I learned to chart things out. Characters, chapters, point of view shifts, pacing, chronology, locations. This used to involve large volumes of grid-printed office paper, rulers, and pens in every colour I could find. (So I’m colour-oriented. Hey, I’m the prysma-kitty. This should not be a surprise.) And, therefore, folders and paperclips holding things together, and redoing them if I had major changes. Now, I actually use a spreadsheet program. Different tabs for different sorts of info. Each novel has its own spreadsheet, with everything neatly bundled together where I can find and update it easily (still with colours!).
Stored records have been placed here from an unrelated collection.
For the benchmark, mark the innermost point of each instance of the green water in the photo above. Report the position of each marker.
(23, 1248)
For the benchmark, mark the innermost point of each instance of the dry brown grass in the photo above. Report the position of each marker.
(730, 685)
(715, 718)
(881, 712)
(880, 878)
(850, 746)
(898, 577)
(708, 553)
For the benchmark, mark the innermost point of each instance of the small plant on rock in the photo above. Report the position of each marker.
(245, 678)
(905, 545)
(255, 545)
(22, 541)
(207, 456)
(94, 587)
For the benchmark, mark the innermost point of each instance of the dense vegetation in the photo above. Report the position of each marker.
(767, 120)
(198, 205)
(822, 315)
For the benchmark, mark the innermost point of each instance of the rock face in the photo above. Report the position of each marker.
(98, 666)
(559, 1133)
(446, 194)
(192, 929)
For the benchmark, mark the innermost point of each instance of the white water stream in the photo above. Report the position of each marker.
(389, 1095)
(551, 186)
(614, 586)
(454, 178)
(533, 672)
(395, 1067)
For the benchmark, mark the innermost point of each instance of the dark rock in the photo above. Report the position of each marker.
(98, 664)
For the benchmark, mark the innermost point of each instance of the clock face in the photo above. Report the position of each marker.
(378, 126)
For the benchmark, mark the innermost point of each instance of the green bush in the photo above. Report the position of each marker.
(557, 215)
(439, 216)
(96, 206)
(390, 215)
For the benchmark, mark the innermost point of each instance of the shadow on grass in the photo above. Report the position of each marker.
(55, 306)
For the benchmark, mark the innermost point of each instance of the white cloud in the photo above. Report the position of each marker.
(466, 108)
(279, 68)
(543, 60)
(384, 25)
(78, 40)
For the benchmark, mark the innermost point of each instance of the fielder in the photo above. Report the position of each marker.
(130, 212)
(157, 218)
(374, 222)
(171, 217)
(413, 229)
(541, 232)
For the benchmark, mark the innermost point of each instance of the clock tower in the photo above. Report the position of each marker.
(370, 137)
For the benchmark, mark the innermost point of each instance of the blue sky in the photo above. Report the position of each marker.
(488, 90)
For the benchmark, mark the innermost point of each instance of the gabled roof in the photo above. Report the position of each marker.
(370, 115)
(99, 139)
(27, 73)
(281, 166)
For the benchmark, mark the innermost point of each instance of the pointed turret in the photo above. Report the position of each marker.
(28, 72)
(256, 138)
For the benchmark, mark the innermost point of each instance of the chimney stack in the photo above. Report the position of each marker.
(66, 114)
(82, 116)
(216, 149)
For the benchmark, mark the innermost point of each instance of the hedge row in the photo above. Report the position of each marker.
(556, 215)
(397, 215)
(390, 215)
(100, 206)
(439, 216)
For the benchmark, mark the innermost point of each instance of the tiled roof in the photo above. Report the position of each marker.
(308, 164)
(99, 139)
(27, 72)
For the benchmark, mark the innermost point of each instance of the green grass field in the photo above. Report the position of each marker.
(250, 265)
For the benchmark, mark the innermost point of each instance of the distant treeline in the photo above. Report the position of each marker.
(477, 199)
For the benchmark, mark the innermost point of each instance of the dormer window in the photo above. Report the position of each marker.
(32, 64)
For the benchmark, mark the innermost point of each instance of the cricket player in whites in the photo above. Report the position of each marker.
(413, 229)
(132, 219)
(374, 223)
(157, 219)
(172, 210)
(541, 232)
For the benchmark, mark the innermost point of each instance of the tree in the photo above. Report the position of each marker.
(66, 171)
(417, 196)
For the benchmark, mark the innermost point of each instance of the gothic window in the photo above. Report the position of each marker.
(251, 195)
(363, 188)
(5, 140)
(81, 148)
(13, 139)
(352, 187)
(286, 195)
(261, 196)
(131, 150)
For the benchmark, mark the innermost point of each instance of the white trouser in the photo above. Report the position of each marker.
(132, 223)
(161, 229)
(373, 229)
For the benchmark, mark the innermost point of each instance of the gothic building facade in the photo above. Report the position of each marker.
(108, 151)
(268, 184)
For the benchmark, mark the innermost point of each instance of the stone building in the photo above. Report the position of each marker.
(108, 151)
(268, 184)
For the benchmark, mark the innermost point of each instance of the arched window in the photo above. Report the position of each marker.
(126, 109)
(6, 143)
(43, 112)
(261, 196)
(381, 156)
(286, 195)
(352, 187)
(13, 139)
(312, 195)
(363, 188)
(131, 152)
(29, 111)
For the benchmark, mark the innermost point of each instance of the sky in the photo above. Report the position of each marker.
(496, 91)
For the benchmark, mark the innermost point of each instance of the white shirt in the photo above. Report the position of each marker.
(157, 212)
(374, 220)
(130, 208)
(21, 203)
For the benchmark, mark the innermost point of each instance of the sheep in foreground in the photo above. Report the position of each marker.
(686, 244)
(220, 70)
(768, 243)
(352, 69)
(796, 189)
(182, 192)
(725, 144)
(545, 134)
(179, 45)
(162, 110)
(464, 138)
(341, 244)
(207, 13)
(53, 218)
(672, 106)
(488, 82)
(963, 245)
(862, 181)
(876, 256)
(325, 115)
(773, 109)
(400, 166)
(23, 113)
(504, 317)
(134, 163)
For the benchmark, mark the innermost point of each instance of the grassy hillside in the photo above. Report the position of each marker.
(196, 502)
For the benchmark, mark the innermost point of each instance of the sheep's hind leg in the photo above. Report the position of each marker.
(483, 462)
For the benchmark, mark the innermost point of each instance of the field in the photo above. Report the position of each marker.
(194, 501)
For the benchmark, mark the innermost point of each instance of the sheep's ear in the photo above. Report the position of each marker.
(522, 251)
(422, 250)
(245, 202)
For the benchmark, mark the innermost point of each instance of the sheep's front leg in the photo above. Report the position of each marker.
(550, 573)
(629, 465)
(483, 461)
Plus, I can generate cool pie graphs with the word counts for my various characters, which I certainly wasn’t going to do on paper!

I learned to watch how I phrase things, how I put sentences together, how to spot ambiguity and clean it up so the reader doesn’t need to pause and think something through multiple times to work out what it means. Words should be invisible, and only meaning should register.

I learned not to make my heroes too perfect. Everyone beautiful, everyone always rational and calm, everyone perfectly in control, is boring and monotonous and hard to relate to. It’s the flaws and the vulnerabilities that make characters truly three-dimensional and give the reader a better chance of connecting to them.

While my stories are my own, all these things became bedrock goals, things to strive for, no matter what I’m writing. I’ve come a long, long way with all of them, in the nineteen years since.

Another thing I learned was this: someone who had no personal connection to me, someone who wasn’t biased by friendship or blood-ties, someone who truly knows not only books but the fantasy genre in particular, thought that my work was good enough to be worth spending the time teaching me all this, and encouraging me to market it, and giving me suggestions for people to contact. That was completely unprecedented. Do I need to try to explain how much that meant?

The world went the way it went, and I got bogged down in other things. Lamia nearly sold to a small publisher, which closed, but also helped encourage me. I kept writing, but rejections by several agents along with waiting a year to hear back from a publisher about Black Wolf led to my rethinking priorities – did I really want to try to write what they wanted, what might become commercially successful, what might actually catch their interest? Or did I want to simply write what I want to write, how I write it, and put everything into that instead? Health issues and several overwhelming life stresses made the whole question moot for most of the past decade.

Here I am now, though, and I think I have the best of all worlds. In that time, I’ve been refining my writing skills. In that time, I’ve been down into my own depths, and my protagonists and antagonists both are more vivid and more alive than ever because of that. In that time, I’ve been building a network of friends all over the world, some of whom read fantasy, some who don’t, all of them supportive and understanding, who are my test readers and cheerleaders and sounding boards, and in one case, my introduction to the concept of indie self-publishing. I have a chance to get my work out into the world – without the backing of a publishing company, but on my own terms – and that work is much better than it would have been ten or fifteen years ago.

I wouldn’t have gotten here, though, without Black Wolf and a good friend and a professional who took the time.

The moral of the story? Nothing original, I’m afraid: taking a very little time can make an immeasurable difference for someone else. In this case, I was the someone helped. Will I ever have a chance to pass on that kind of gift? Do those who gave it to me know that they did so?